Sous Kadhafi, la Libye avait investi 23,5 millions d'euros dans la société de production de Tarak ben Ammar

Sous Kadhafi, la Libye avait investi 23,5 millions d'euros dans la société de production de Tarak ben Ammar - Tarak ben Ammar

Le fonds souverain libyen réclame 24,5 millions d'euros au producteur de cinéma tunisien.

Alcatel Lucent, Lagardère, EDF, Vinci, BNP Paribas, Siemens, Nestlé, Exxon, Chevron, Pfizer, Xerox, Halliburton, GlaxoSmithKline, Shell, Vodafone, Pearson, BP... Du temps de Kadhafi, la Libye, via son fonds souverain, avait mis de l'argent dans une multitude de sociétés. Parmi elles, Quinta Communications, la société du producteur tunisien Tarak Ben Ammar, dans quelle Tripoli avait pris 10% pour 23,5 millions d'euros en 2009-2010.

Mais, après la chute de Kadhafi, le nouveau pouvoir a décidé de revoir certains de ces investissements. "Après la révolution, le fonds souverain libyen a engagé trois procédures: deux à Londres contre Société générale et Goldman Sachs suite à des pertes dans des produits dérivés, et une à Paris contre Quinta, explique l'avocat du fonds, Me Jean-François Adelle. En effet, le fonds n'investissait pas dans le cinéma, et son conseil d'administration s'était opposé à cet investissement dans Quinta. Face à cette opposition, Tarak ben Ammar a utilisé ses connexions politiques avec Berlusconi et Khadafi pour obtenir quand même cet investissement, qui s'apparente plutôt à une subvention".

Un film sur Kadhafi écrit par Kadhafi

Une version que conteste Tarak ben Ammar: "c'est le gouvernement libyen qui m'a sollicité à l'origine pour développer l'industrie du cinéma en Libye.
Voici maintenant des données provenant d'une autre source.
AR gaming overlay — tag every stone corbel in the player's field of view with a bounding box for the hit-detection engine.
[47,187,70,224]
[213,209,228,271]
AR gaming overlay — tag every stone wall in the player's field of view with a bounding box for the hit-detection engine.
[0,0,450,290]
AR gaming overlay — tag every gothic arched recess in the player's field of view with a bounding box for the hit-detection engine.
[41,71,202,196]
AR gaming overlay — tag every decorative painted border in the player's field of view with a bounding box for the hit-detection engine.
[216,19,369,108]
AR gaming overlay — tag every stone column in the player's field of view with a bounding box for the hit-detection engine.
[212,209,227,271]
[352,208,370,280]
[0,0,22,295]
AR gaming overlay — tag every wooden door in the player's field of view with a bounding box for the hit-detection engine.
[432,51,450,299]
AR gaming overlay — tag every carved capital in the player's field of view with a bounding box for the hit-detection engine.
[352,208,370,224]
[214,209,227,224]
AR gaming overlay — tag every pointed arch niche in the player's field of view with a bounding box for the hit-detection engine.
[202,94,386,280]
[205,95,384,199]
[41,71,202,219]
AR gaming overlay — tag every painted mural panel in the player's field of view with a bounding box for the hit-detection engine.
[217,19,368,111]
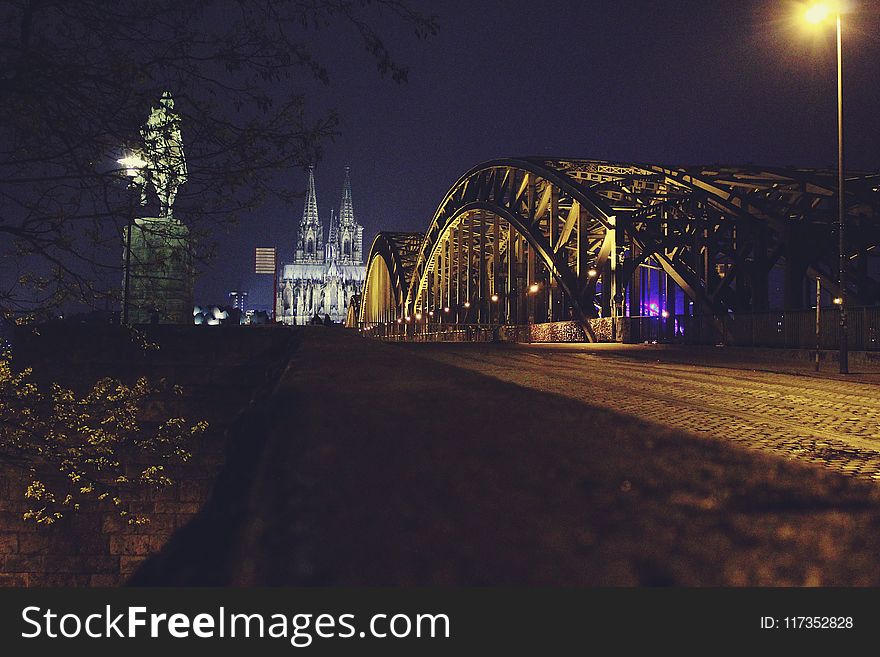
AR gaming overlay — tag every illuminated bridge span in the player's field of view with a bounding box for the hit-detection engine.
[359,157,880,339]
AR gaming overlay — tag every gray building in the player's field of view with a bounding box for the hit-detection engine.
[276,167,366,324]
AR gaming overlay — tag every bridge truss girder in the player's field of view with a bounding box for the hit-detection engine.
[362,158,880,340]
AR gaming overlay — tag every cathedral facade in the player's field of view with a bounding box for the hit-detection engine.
[275,167,367,325]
Il se proposait d'investir 100 millions d'euros pour prendre un tiers du capital de Quinta, mais à condition de produire un film sur Kadhafi, sur un scénario écrit par lui-même. J'ai refusé, et nous avons trouvé un autre accord, où je conservais ma liberté éditoriale, et où le fonds prenait seulement 10% pour financer six films sur la culture arabe et musulmane: l'Or noir, Hors la loi, Myral, Mes nuits sont plus belles que vos jours, Et maintenant on va où? et L'intégriste malgré lui. Si cet investissement est remis en cause depuis la révolution, la seule explication que je vois est peut être que ma chaîne de télévision tunisienne Nesma et moi-même avons pris des positions anti-islamistes en Tunisie comme en Libye".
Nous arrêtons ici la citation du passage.